Reaction energetics (ΔE_rxn, in kcal/mol) for oxo formation from N₂O oxidant vs. % HF exchange for pyridinic (FeN₄C₁₀, top) and pyrrolic (FeN₄C₁₂, bottom) SAC models. The reaction is shown in inset. In each case, singlet (red circles), triplet (blue circles), and quintet (green circles) oxo formation energies are shown. The 25% exchange in standard PBE0 is indicated as a vertical dashed line.

Figure 9

Periodic structures for pyridinic and pyrrolic periodic SAC models in the triplet state with spin density shown. Positive spin density is shown in red and negative spin density is shown in blue, with an isosurface value of 0.03 e/Bohr³. All structures are shown in ball and stick representation with carbon in brown, nitrogen in light blue, and iron in orange.

Figure 10

The HSE06 projected density of states (PDOS) for spin up (Top) and down (Bottom, reflected curves) triplet pyridinic (Left) and pyrrolic (Right) SAC models.

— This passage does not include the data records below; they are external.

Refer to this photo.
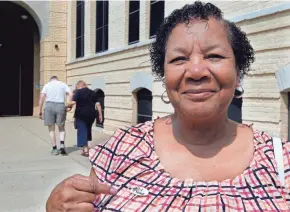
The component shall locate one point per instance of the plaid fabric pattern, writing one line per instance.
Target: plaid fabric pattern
(128, 160)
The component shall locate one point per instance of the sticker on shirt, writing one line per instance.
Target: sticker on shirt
(139, 191)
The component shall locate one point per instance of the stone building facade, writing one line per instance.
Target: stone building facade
(120, 69)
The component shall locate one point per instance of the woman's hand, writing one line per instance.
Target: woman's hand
(76, 193)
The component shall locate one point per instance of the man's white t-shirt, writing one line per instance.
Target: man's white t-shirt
(55, 91)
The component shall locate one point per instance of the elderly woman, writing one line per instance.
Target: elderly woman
(195, 159)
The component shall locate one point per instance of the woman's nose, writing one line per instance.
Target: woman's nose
(196, 70)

The 3d Fe orbital PDOS are shown as indicated in inset legends as solid curves except for yz and xz in the pyrrolic case, which are shown as dashed lines due to their degeneracy. The average PDOS for a 2p orbital from C (brown) or N (dark blue) are shown as translucent shaded regions. All energy levels (in eV) are aligned to the Fermi level (E_F), which is shown as a vertical dashed line. Some d levels have been truncated by the y-axis range to be able to compare to the broader C 2p and N 2p features.